Agile has emerged as a major software development methodology, a mindset and a philosophy to run businesses. What’s your in-depth understanding of this Agile principle "Our highest priority is to satisfy the customer through the early and continuous delivery of valuable software.” Why do so many agile teams prioritize stories because it is a low hanging fruit (easy, low effort) but not high value to the customer? What’re your approach to set prioritization right?
Prioritization means working on them as per the client's priority. The teams should be working on the items that will bring the most value to the customer and correspondingly to the business. If you prioritize by doing the easy stuff first, you will always be trapped into doing what you CAN do instead of what you SHOULD do - the hard, but potentially game-changing or high delight items will always fall to the bottom of the heap. Make your Product Owner focus on what's right, not what's easy. In other terms, the team prioritizes those stories higher in stake rank which are going to provide maximum ROI to the client (and so high value to the customer). Although, there can be other factors like dependencies which may impact prioritization, most of the time ROI to the client is the single most reason affecting prioritization of stories. The value is not the only factor that accounts for prioritization, the PO owns the value and business risk, but the team owns the technical risk and all contribute to the prioritization.
Value is a subjective thing. Just saying value, by definition, is to compare benefit vs cost, so cost cannot be eliminated from the value proposition. Also, the importance or priority or urgency of doing something is usually related to its value, but there are often other considerations as well. If low hanging fruit improves how your product is viewed and received by users, even if it doesn't do wonders for their lives, it has value. If the value returned is worth the time put into it then do it. If it doesn't give you a good ROI for your time then it really isn't low hanging fruit and it probably shouldn't be in your backlog. That value judgment depends on.

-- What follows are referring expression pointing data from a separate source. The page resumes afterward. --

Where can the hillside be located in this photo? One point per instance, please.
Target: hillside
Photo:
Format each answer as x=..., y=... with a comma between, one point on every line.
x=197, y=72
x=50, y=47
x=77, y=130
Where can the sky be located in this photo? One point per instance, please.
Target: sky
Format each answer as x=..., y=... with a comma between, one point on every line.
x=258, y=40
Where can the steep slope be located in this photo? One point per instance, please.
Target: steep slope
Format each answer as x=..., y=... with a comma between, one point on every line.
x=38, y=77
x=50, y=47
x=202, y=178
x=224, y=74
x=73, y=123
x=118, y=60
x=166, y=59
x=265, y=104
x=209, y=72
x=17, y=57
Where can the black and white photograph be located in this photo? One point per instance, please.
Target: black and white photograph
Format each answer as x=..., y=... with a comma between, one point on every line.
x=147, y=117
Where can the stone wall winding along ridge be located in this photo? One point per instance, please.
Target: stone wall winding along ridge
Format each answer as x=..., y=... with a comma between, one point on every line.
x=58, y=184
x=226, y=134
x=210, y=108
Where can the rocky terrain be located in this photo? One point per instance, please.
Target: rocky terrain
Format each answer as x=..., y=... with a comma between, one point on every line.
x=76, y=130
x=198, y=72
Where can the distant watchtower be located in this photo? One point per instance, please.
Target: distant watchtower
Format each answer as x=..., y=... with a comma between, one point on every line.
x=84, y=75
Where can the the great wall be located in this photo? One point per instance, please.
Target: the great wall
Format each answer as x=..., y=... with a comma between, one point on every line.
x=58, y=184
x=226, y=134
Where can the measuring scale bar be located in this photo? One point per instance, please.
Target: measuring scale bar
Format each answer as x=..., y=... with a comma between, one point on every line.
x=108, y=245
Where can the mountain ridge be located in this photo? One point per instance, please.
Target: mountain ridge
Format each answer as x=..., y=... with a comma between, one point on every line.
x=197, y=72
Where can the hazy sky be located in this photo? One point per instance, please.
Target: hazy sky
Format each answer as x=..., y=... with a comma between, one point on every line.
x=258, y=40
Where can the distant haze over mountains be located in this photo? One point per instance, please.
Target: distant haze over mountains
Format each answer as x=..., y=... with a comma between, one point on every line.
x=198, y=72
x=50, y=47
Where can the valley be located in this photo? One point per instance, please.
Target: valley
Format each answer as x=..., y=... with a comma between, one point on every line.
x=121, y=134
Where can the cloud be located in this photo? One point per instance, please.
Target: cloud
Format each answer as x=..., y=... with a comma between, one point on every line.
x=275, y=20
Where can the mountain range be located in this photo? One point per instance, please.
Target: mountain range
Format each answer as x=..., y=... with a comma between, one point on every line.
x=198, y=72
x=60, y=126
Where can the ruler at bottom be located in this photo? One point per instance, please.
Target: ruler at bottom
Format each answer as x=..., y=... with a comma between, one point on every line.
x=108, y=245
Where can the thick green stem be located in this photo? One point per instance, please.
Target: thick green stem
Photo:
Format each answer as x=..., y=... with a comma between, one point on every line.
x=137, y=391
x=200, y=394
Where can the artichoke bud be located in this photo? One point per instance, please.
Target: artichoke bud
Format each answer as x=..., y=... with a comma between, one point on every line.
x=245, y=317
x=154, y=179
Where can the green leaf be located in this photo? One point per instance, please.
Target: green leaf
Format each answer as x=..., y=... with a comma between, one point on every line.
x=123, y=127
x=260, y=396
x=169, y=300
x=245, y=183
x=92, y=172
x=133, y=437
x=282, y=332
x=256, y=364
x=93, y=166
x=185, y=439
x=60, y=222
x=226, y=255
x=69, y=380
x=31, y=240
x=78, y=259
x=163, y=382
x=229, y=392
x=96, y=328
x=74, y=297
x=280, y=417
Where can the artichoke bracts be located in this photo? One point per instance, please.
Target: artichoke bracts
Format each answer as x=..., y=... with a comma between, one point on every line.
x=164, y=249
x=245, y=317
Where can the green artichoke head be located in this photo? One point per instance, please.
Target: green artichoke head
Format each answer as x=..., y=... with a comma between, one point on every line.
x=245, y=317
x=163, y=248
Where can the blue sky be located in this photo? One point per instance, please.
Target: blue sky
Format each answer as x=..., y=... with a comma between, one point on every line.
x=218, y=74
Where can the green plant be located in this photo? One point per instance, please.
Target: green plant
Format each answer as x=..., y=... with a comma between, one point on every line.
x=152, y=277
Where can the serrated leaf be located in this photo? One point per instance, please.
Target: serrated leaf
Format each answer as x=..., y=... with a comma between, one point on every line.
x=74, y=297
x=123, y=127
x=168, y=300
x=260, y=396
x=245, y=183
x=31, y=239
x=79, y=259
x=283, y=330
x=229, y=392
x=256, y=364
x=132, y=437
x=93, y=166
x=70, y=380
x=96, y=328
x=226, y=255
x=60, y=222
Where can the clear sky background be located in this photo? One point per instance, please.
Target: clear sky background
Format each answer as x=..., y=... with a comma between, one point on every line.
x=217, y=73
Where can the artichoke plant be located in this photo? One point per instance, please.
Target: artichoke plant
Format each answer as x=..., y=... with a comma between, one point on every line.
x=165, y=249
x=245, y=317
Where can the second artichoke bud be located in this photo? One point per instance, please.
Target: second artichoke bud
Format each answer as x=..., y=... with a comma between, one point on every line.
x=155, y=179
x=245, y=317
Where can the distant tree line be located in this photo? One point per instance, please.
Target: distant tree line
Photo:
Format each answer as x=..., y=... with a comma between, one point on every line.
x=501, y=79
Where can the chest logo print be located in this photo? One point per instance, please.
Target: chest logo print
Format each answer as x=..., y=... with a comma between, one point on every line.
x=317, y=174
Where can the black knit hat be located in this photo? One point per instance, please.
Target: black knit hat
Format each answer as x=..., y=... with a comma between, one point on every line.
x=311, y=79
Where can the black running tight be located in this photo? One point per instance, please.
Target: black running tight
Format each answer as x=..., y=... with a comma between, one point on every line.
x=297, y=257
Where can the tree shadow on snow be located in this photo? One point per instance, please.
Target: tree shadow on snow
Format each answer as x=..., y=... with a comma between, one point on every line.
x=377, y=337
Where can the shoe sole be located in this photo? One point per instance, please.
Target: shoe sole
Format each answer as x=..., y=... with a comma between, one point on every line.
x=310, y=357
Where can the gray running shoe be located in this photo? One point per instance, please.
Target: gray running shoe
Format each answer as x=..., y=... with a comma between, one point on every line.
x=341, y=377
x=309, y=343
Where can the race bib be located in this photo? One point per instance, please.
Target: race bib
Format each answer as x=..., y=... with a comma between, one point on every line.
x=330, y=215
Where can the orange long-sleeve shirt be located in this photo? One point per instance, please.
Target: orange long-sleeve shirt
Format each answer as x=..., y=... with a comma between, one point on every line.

-Is it building your reputation & relationships?
-Is it driving out risks and fear?
-Is it going to teach you useful things?
-Will it help a customer solve a problem?
-Will it make your team/employer more money?
-Will it be good training for a new hire?
The biggest waste of all is to build something the customer doesn't want. Your company typically makes many assumptions in its planning, the most important one being "someone wants what we're building." From a business point of view, the most important stories are the ones that validate (or refute) those assumptions. The only way to conduct this particular experiment is to build the stories that provide the most customer value and then see if anybody's interested. If you don't do that first, then everything else is a waste of time. Customer value, then, is the only prioritization criterion that makes any sense at all. It doesn't matter if it's "Agile" or not - it's still wasted effort. Unused features drive up technical redundancy which has to be dealt with and adds to the maintenance overhead. And - there is the opportunity cost of not working on the highest-value feature. The perspectives certainly play to the theme of "what's the definition of value?" Consider a scenario where there is a story to address something that is more annoying than it is valuable. However, it's very simple to address, and you have the capacity in this sprint to get it done and delivered and score a win for those it annoys. Prioritization and value often are complex to define as they have many factors.
Achieve clarity on the request before rebutting the argument. The crux of the scenario lies within the question itself. If there really is little value in the features to the customer then why are the stakeholders asking for low-value stories to be prioritized? But perhaps you need to get to the reason that stakeholders aren't willing to ask for the higher value but more difficult stories. Can you show them how the team can reduce risk, or deliver part of the value sooner? the point is not "is it agile" but getting to the root cause of the behavior! One can also argue that if the stakeholder wants it prioritized, then by definition, it's a high-value story to the stakeholder. Which isn't to say that it'll bring value to the customer. In this case, the stakeholders' values are misaligned with the customers'. Or, maybe there's a lack of trust? If the product/dev team has a poor track record, maybe the stakeholders want to see small, incremental progress to help build the muscle memory of delivering working software? The perspectives certainly play to the theme of "what's the definition of value?"
Fail Hard, Fail Fast, should be the approach! So tackle the risky items first that add business value. When the team gets used to putting high-risk items last on the list, they do not build the fearless attitude! First, you want to completely eliminate waste and only deliver the barest minimum to solve the business problem. Think of it as a working prototype that is production quality code and tested. It proves that technically it can be done and it works. This Minimal Viable Product is a massive sigh of relief to many people as it proves it works and can be done. Risks are radically reduced. Then next is to build all the supporting features that make it a product.
There are instances where quick wins benefit the product evolution, but you shouldn’t prioritize them ahead of market/customer drivers. Delaying functionality that you can monetize because it's harder is usually not a good bet. Overall speaking, you should always be picking up stories which have the highest business value or highest customer need.